STRBSKE PLESO, Slovakia (Reuters) – Slovak Finance Minister Peter Kazimir said on Saturday the euro zone should speed up completion of a banking union and revamping a bailout fund as the window for reform is closing.
Kazimir has been mentioned as a potential candidate to replace Jeroen Dijsselbloem as head of the bloc’s finance ministers’ group.
His remarks play into a larger debate about the future of the European Union’s single currency area, now comprising 19 countries.
French President Emmanuel Macron, elected in May, offered an ambitious vision last month for European renewal as a counterweight to the impact of Britain’s exit from the EU in 2019.
Ideas that have been floated include a special euro zone budget, a treasury and a finance minister, turning the euro zone’s ESM bailout fund into a European Monetary Fund and possibly some form of jointly issued debt.
In a speech at the Globsec Tatra Summit conference on Saturday, Kazimir urged the euro zone to squeeze the maximum out of the current momentum while the bloc waits for a government to be formed in European powerhouse Germany.
“We have created expectation and thanks to favourable political winds a window of opportunity has opened for us. This window, however, has started to close,” he said, referring to the process of coalition-building in Germany.
“My humble suggestion would be to … harvest low-hanging fruits: complete the banking union tomorrow, transform the European Stability Mechanism and keep drawing Europe’s future architecture – institutions, rules, carrots and sticks.”
EU leaders agreed last week they would kick off the discussion on the reform of the euro zone and completing their banking union at a euro summit in the middle of December.
To complete the banking union, leaders need to agree that the euro zone bailout fund is the financial backstop for the a single resolution fund for banks, in case it runs out of money.
But the key element still missing – a pan-European scheme to protect deposits – is likely to be more difficult because Germany is strongly against it.

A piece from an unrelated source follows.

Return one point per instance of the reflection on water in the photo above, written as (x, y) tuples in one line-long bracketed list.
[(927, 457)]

Kazimir said his vision for a complete, prosperous and stable euro zone includes a complete banking union and a working capital markets union.
He also suggested building a fiscal capacity, another word for euro zone budget, to compensate the loss of national monetary policy with a shield against asymmetric shocks, and introducing a no-bailout rule and sovereign debt restructuring.
The euro zone needs to make its fiscal rules simpler and more predictable, he said.